The pope’s pronouncement, however, was not a departure from earlier remarks he made about civil union laws that can provide legal protection for couples in long-term, committed relationships.

“Homosexual people have a right to be in a family. They are children of God and have a right to a family,” said Pope Francis in the film that premiered in Rome on Oct. 21.

“Nobody should be thrown out or be made miserable over it. What we have to create is a civil union law. That way they are legally covered,” he said.

In previous pronouncements, the pontiff repeatedly said that parents should not and must not disown a child who is gay, and, on several occasions, he spoke about the rights all people have to have a family.

In a 2019 interview, the pope said he “always defended doctrine,” referring to marriage, adding that it is “a contradiction to speak of homosexual marriage.”

Pope Francis arrives to lead his weekly general audience in the Paul VI hall at the Vatican on Oct. 28. (Photo by Tiziana Fabi/AFP)

Pope Francis has made it clear in previous pronouncements that he upholds church teachings on human sexuality, marriage, and family.

“Francesco,” a new documentary on the life and teaching of Pope Francis. Directed by Evgeny Afineevsky, it tackles some of the main themes of the pope’s pontificate through a series of interviews that are interwoven with stories from past.

It includes exclusive interviews with Pope Francis himself, with Pope Emeritus Benedict XVI, with members of the pope’s family, among others.

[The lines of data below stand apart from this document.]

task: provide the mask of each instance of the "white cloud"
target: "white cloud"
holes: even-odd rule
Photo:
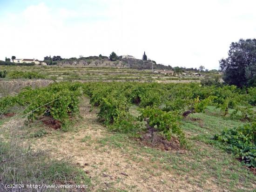
[[[158,63],[217,68],[231,42],[256,37],[253,0],[79,2],[75,9],[42,3],[10,10],[0,19],[0,58],[113,51],[140,58],[145,51]]]

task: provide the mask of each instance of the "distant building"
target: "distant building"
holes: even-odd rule
[[[45,62],[40,61],[38,60],[35,60],[34,59],[15,59],[13,60],[13,62],[16,63],[32,63],[32,62],[34,62],[36,65],[42,66],[47,65]]]
[[[192,73],[192,76],[195,76],[196,77],[204,77],[204,75],[203,74],[198,73]]]
[[[132,55],[125,55],[122,56],[122,59],[129,59],[130,60],[136,60],[136,59]]]

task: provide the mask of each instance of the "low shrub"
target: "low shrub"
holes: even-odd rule
[[[173,134],[179,139],[182,146],[186,145],[185,134],[180,126],[181,116],[175,111],[166,112],[161,109],[147,107],[140,109],[141,113],[140,120],[147,122],[148,126],[155,129],[168,140]]]
[[[0,78],[5,78],[7,74],[7,72],[6,70],[0,71]]]

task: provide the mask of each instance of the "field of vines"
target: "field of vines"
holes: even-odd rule
[[[98,120],[110,131],[132,138],[149,132],[163,140],[175,138],[184,149],[189,148],[189,145],[182,128],[182,119],[213,106],[223,118],[245,123],[212,135],[212,140],[222,143],[225,150],[233,153],[243,165],[256,167],[256,88],[241,90],[235,86],[204,86],[196,83],[55,83],[46,87],[26,88],[15,96],[1,98],[0,113],[7,113],[13,106],[22,106],[21,117],[33,121],[49,116],[66,131],[72,117],[79,113],[82,97],[89,98],[92,109],[99,109]],[[130,112],[132,106],[136,106],[138,115]]]

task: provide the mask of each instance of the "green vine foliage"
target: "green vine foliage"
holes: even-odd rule
[[[185,135],[180,126],[181,116],[176,112],[166,112],[161,109],[147,107],[140,110],[141,114],[139,119],[146,121],[148,126],[162,134],[168,140],[173,134],[179,139],[181,146],[186,145]]]
[[[241,157],[243,165],[256,167],[256,122],[225,129],[215,139],[225,143],[226,148]]]
[[[27,88],[14,97],[0,99],[0,113],[6,113],[14,105],[26,106],[24,114],[29,119],[35,119],[47,113],[65,123],[69,117],[79,112],[78,97],[82,94],[79,84],[55,83],[47,87]]]

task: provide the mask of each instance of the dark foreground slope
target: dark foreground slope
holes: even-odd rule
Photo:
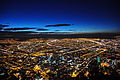
[[[114,33],[36,33],[36,32],[5,32],[0,31],[0,39],[18,38],[26,40],[31,38],[101,38],[101,39],[115,39],[120,36],[120,32]]]

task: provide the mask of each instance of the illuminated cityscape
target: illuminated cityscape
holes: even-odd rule
[[[0,44],[5,80],[117,80],[120,75],[119,38],[6,39]]]

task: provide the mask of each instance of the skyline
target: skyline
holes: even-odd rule
[[[9,25],[5,29],[73,33],[120,30],[118,0],[5,0],[0,7],[0,24]]]

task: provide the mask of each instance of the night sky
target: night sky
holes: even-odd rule
[[[1,0],[0,24],[9,25],[1,30],[116,32],[120,30],[118,1]]]

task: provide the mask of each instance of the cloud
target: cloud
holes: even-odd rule
[[[0,24],[0,28],[2,28],[2,27],[9,27],[9,25]]]
[[[71,26],[73,24],[55,24],[55,25],[46,25],[45,27],[60,27],[60,26]]]
[[[28,30],[28,29],[36,29],[36,28],[6,28],[4,30]]]
[[[37,31],[48,31],[49,29],[37,29]]]

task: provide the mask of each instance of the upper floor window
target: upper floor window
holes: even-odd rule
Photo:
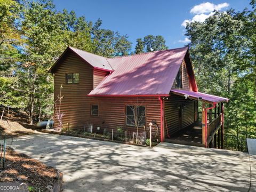
[[[178,72],[177,76],[175,79],[175,87],[179,88],[182,87],[182,76],[180,70]]]
[[[143,127],[146,125],[146,107],[126,106],[126,125]]]
[[[67,84],[79,83],[79,73],[66,74],[66,82]]]
[[[99,106],[98,105],[92,105],[92,115],[99,115]]]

The film also highlights the “challenges of our time,” the urgencies that need answering and the mission of the Church in looking after those who suffer injustices.

A communiqué presenting the movie said Pope Francis answered questions “with wisdom and generosity” sharing “moving examples of his life lessons,” relaunching ideals that “can help us build a bridge to a better future and grow as a global community.”

The film premiered in Rome on Oct. 21 at the Rome Film Festival in the Special Events Section.